Saturday night we went out with a few friends to attend a play production of Oliver! put on by the Pasadena Junior Theater.
Afterwards, we discussed our observation that BTV (before TV) this was how book and stories came to life. Instead of passive activities, these kids were putting their talents and efforts together in the telling of this famous Dickens novel.
In Louisa May Alcott’s Little Women, the sister’s put on plays to amuse themselves throughout the long cold eastern winters. They developed creativity and bonded together putting on such play productions. Unfortunately, children’s imagination and creativity are now programmed by adults in an office somewhere.

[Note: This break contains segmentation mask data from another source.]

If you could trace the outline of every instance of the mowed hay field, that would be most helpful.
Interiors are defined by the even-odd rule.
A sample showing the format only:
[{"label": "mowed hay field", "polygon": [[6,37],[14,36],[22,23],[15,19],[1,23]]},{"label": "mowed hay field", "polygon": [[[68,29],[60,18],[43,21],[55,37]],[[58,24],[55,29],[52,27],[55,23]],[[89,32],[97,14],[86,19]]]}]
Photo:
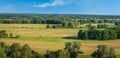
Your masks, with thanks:
[{"label": "mowed hay field", "polygon": [[46,29],[42,24],[0,24],[0,30],[21,37],[66,37],[77,35],[79,29]]},{"label": "mowed hay field", "polygon": [[[0,30],[6,30],[7,33],[20,35],[19,39],[1,38],[0,42],[7,44],[20,43],[29,44],[30,47],[39,53],[45,53],[46,50],[58,50],[64,48],[65,42],[80,41],[74,40],[79,29],[46,29],[45,24],[0,24]],[[73,39],[67,37],[73,36]],[[81,40],[81,50],[85,55],[90,55],[97,49],[97,45],[106,44],[115,48],[117,54],[120,54],[120,40],[97,41]]]}]

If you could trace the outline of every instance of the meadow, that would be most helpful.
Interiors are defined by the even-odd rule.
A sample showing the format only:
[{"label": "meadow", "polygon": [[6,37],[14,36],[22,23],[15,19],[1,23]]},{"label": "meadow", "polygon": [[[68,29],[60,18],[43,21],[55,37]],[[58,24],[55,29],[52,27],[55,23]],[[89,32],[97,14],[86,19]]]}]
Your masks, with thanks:
[{"label": "meadow", "polygon": [[58,50],[64,48],[65,42],[81,41],[81,50],[85,55],[90,55],[97,49],[97,45],[106,44],[113,48],[117,54],[120,54],[120,40],[77,40],[77,33],[80,29],[70,28],[47,28],[46,24],[0,24],[0,30],[6,30],[7,33],[13,33],[13,36],[20,35],[19,39],[0,38],[1,42],[12,44],[14,42],[29,44],[30,47],[39,53],[45,53],[46,50]]}]

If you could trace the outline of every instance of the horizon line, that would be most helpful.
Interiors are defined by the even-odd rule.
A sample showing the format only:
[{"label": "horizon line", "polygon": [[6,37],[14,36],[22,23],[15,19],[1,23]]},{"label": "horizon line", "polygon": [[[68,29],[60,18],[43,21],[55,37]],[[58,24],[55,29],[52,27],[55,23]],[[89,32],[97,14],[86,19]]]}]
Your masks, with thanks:
[{"label": "horizon line", "polygon": [[120,16],[120,14],[87,14],[87,13],[0,13],[0,14],[50,14],[50,15],[105,15],[105,16]]}]

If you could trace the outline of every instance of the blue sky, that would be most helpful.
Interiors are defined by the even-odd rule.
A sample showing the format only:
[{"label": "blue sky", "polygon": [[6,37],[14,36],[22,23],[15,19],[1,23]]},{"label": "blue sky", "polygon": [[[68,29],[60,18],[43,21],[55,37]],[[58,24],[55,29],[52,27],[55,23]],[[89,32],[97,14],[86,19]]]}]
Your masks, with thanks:
[{"label": "blue sky", "polygon": [[0,13],[120,15],[120,0],[0,0]]}]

Sadly, technology has attributed to the death childhood.
Today unstructured outdoor activity has largely disappeared for many American children. Tethered to TV and video games, they lead sedentary lives. As one fourth-grader in San Diego puts it, “I like to play indoors better ’cause that’s where all the electrical outlets are.”
Thankfully we kids grew up in a “simpler time.” I remember spending time with my brothers and sister roaming about our 10 acres in Florida; building forts, fishing, playing on the sandpile and swing/gymnastic set, catching turtles, jumping off hay bales in the neighbor’s barn, climbing the huge oak in the front yard, planting the summer garden with our father. We were fortunate to have such memories and, unfortunately, such childhood experiences are rare these days.